Delegates to the conference in Torquay voted overwhelmingly in favour of urging the union's executive to consider a national strike to block legislation that would pave the way for the new trust schools. They also warned of individual strikes if local schools opted for trust status or to become an academy. The union will also mount a national lobby of Parliament in a bid to persuade more MPs to oppose the legislation. Martin Reed, the executive member for North Yorkshire, told the conference: "Many in the Government thought we would not fight - big mistake, Mrs Kelly, we will."
Delegates warned that Mr Blair's plans would sound the death knell for comprehensive education. Richard Rieser, from Hackney, east London, said: "This is the biggest threat the union has faced since its inception because ths Bill seeks to destroy the state education system."
Under the Bill, all schools will be allowed to seek trust status - and go into partnership with private companies or faith groups who will then have the power to control the governing body and determine the curriculum. They will also have more freedom over their admissions policies - although rebel Labour MPs have won a concession from ministers that there will be no more selection. Academies, of which the Government intends to establish 200 by 2010, will be run in a similar fashion. Sponsors have to provide £2m to take over an academy. Ministers insist the programme is necessary to improve standards in schools.
However, Liam Conway, an NUT delegate from Central Nottinghamshire, argued: "The Bill is the academies' programme writ large. We should be taking pre-emptive action to stop it."
Yesterday's vote coincides with the "cash for peerages" row in which a government adviser and headteacher, Des Smith, was arrested after telling an undercover journalist that a sponsor could expect an honour if he or she sponsored five academies.
Jane Bassett, also from Hackney, told the conference: "We're facing a Government that's not strong - we're facing a Government that's in tatters and a Government that's prepared to sell peerages for academy sponsors."
Hazel Danson, from Kirklees, said Mr Blair's mantra of "education, education, education" had become "money, money, money".

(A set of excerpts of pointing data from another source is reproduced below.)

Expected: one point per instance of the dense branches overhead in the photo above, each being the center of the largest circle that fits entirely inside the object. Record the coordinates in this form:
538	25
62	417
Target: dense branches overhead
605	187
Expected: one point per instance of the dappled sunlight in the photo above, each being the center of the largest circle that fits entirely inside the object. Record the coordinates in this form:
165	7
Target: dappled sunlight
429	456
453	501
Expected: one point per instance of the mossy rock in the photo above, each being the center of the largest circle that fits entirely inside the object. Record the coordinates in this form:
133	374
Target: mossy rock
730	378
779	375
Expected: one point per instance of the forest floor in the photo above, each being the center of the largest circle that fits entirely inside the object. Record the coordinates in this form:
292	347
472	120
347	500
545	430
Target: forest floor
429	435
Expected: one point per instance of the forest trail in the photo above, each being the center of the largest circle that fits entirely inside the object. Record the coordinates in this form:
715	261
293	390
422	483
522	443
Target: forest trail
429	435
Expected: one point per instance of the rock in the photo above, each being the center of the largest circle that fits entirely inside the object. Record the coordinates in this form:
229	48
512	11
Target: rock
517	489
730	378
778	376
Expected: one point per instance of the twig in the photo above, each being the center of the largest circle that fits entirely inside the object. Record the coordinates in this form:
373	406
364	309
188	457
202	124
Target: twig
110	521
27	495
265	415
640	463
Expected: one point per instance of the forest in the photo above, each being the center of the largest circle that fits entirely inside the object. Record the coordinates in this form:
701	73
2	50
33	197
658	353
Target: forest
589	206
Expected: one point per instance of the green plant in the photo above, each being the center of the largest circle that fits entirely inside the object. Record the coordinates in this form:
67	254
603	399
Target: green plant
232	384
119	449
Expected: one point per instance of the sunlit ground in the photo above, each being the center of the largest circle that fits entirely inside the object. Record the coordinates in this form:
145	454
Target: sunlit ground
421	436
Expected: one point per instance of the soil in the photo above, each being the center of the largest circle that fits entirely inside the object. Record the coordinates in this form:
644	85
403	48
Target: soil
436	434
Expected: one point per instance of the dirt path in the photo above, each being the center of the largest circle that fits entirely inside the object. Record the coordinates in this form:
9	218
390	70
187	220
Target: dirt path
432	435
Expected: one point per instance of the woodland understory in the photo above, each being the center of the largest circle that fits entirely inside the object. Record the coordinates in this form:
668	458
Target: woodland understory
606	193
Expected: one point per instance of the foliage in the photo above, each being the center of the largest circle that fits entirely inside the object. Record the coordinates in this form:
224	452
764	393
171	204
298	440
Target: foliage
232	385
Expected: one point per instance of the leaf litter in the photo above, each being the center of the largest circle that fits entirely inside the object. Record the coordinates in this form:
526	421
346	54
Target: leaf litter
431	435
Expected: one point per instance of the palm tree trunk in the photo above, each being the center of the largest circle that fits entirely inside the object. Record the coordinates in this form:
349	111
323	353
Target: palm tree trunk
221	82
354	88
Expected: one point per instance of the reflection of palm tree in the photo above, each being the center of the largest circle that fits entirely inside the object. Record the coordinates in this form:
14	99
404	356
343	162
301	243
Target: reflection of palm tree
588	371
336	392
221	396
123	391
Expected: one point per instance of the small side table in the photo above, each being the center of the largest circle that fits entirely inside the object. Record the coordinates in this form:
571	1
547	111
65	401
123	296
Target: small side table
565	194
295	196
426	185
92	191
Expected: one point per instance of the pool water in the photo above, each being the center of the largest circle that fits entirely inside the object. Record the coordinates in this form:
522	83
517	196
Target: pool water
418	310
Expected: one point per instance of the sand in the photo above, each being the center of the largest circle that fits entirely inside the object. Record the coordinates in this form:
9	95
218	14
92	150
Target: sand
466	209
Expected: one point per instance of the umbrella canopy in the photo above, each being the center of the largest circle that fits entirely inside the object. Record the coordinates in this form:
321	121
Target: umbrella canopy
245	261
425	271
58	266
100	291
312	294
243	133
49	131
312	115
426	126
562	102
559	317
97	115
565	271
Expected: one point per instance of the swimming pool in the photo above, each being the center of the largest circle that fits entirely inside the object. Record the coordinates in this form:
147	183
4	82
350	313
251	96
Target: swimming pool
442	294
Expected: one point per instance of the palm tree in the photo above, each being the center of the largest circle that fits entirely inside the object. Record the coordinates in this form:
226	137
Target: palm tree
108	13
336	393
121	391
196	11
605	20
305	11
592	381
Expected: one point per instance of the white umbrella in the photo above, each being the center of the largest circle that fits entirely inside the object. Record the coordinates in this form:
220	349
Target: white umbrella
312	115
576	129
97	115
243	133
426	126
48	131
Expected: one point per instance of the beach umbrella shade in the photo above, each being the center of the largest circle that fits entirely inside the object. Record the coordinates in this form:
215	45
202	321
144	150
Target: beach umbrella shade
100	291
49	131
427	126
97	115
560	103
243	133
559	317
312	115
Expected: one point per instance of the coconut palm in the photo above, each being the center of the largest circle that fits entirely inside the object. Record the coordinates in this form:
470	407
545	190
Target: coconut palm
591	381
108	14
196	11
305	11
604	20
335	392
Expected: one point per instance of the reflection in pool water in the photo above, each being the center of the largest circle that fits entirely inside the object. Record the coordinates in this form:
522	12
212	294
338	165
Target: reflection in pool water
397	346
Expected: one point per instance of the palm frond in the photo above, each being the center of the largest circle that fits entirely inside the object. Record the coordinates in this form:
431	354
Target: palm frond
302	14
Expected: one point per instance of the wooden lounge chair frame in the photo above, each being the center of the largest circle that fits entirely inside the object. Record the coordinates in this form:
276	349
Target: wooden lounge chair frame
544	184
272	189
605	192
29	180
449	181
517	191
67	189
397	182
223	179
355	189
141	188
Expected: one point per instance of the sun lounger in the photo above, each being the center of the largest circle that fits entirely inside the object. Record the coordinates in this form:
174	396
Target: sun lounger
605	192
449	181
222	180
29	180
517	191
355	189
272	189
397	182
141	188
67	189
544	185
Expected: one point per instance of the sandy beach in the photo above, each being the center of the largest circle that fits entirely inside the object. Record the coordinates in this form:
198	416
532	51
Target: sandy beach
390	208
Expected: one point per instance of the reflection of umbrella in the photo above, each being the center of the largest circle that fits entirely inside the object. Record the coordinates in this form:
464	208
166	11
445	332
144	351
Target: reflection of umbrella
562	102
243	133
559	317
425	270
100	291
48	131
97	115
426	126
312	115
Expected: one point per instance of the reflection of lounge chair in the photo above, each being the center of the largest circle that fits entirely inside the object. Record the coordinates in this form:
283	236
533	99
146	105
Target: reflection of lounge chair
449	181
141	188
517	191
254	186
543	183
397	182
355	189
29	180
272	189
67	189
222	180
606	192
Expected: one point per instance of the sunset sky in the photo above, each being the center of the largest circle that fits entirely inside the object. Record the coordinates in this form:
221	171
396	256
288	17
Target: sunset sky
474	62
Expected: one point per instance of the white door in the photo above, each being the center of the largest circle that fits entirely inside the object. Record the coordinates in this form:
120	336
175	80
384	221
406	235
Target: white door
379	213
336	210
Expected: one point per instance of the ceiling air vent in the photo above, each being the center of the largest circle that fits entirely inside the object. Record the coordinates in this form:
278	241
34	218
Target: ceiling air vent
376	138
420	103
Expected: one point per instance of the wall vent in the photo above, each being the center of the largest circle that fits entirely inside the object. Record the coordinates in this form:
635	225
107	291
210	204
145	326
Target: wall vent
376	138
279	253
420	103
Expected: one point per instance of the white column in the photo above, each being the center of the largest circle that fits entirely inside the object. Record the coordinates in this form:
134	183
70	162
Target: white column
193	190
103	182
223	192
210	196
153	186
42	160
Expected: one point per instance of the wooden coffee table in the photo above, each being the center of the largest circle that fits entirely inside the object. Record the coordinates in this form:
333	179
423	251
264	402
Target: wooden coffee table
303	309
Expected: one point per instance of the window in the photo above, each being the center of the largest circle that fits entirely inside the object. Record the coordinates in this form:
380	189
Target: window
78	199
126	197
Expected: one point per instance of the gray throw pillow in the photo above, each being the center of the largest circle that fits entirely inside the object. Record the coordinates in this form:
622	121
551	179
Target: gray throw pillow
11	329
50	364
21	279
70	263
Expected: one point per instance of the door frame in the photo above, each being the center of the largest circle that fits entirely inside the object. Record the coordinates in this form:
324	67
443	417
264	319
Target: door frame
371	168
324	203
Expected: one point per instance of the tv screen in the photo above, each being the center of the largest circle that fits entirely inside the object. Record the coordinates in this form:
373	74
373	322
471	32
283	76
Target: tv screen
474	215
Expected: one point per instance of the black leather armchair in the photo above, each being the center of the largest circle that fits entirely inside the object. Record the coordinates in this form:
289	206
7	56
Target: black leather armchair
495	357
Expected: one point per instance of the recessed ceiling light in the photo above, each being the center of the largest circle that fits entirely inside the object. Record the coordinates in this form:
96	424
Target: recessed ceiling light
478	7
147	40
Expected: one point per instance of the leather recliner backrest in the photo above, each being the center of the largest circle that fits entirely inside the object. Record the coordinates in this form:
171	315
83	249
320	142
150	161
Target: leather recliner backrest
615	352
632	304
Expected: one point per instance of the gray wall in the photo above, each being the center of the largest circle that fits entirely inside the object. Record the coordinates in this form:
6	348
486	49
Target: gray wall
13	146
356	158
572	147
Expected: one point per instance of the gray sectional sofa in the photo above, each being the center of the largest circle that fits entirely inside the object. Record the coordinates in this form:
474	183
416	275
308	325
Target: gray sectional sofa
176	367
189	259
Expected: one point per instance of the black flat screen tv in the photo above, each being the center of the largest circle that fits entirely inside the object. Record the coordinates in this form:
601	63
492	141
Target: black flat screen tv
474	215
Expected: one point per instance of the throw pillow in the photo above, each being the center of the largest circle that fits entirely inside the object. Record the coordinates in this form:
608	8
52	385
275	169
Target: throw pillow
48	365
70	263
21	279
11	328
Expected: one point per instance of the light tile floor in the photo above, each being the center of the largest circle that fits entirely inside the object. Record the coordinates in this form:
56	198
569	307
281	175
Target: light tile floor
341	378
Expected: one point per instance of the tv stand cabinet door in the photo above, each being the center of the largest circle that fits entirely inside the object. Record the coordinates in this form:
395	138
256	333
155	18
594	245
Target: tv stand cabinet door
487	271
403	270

The union's vote prompted an angry reaction from the Government last night. A spokesman said: "Strikes achieve only one thing - disruption to pupils' learning. This is a retrograde step based on arguments that don't stack up. The NUT has opposed many significant education reforms which have subsequently brought about the highest ever standards in schools. There is nothing to fear in this Bill and everything to be gained."